| > Routing in the Lightning network is an open problem in computer science if you're trying to say that routing in lightning is an instance of traveling salesman, you're not only wrong - routing is actually shortest path problem, but even if you were right, your statement that TSP somehow makes the system unworkable is simply false in light of the fact that businesses like USPS and DHL and countless more delivery companies exist and are profitable. > Payments aren't peer to peer, they have to be routed through intermediaries by this metric nothing on the internet is peer to peer, because packets are routed through intermediaries. > how to do that is basically impossible to figure out, except if you just have a handful of giant hubs you can route through yes, there will be hubs, large and small and there will be clusters of interconnected local meshes and there will be users routing however they wish through the system instead of taking the cheapest most connected path. if you say something is impossible to figure out - you need to back up that claim with something, anything. what if i told you, you were lied to by skeptics and scammers, trying to sell their shitcoins, and you need to put away your biases for just a minute and invest a little time to see, if what they were saying is actually true? |
I am not. I am saying we don't have the map that we need to solved the shortest path problem, and we have no way to get that map.

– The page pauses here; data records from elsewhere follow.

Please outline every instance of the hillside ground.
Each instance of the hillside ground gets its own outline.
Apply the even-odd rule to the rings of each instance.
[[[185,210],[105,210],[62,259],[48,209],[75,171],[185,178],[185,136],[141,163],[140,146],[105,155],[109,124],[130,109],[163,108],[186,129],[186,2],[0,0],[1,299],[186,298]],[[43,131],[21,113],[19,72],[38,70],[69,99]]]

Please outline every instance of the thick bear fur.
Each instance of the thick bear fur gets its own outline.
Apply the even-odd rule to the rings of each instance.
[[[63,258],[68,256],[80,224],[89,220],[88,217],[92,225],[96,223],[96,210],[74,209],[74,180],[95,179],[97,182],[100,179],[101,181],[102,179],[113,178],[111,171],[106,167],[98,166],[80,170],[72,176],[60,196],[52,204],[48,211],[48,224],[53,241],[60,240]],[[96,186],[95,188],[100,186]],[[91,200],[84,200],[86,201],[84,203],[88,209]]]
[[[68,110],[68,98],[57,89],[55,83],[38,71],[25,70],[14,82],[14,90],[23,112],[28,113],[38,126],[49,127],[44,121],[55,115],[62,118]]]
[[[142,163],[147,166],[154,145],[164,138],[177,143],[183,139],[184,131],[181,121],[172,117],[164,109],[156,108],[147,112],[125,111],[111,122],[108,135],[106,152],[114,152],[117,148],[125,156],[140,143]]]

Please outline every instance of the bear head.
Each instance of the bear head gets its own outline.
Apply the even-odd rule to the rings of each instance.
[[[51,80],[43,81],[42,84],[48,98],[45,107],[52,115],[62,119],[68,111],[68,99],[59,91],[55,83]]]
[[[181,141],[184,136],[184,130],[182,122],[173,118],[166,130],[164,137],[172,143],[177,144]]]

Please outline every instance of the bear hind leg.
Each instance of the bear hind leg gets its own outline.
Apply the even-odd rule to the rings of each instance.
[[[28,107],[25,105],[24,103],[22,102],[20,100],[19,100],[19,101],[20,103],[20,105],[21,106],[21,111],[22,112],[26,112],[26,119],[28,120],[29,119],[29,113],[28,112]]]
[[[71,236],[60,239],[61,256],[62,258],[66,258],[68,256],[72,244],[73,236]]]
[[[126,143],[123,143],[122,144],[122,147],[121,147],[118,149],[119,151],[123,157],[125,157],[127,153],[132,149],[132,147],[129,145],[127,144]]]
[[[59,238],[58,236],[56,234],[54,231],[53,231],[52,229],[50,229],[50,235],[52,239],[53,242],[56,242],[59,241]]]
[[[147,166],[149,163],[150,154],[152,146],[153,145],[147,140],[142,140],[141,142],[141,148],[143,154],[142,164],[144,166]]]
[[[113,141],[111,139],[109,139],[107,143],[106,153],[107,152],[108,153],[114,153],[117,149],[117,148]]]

> by this metric nothing on the internet is peer to peer, because packets are routed through intermediaries
And we have routing protocols to do so for the internet. We do not have one for the Lightning network that works at scale.
> yes, there will be hubs, large and small and there will be clusters of interconnected local meshes and there will be users routing however they wish through the system instead of taking the cheapest most connected path.
No, there will only be a small number of very large hubs. Nothing else actually works in practice.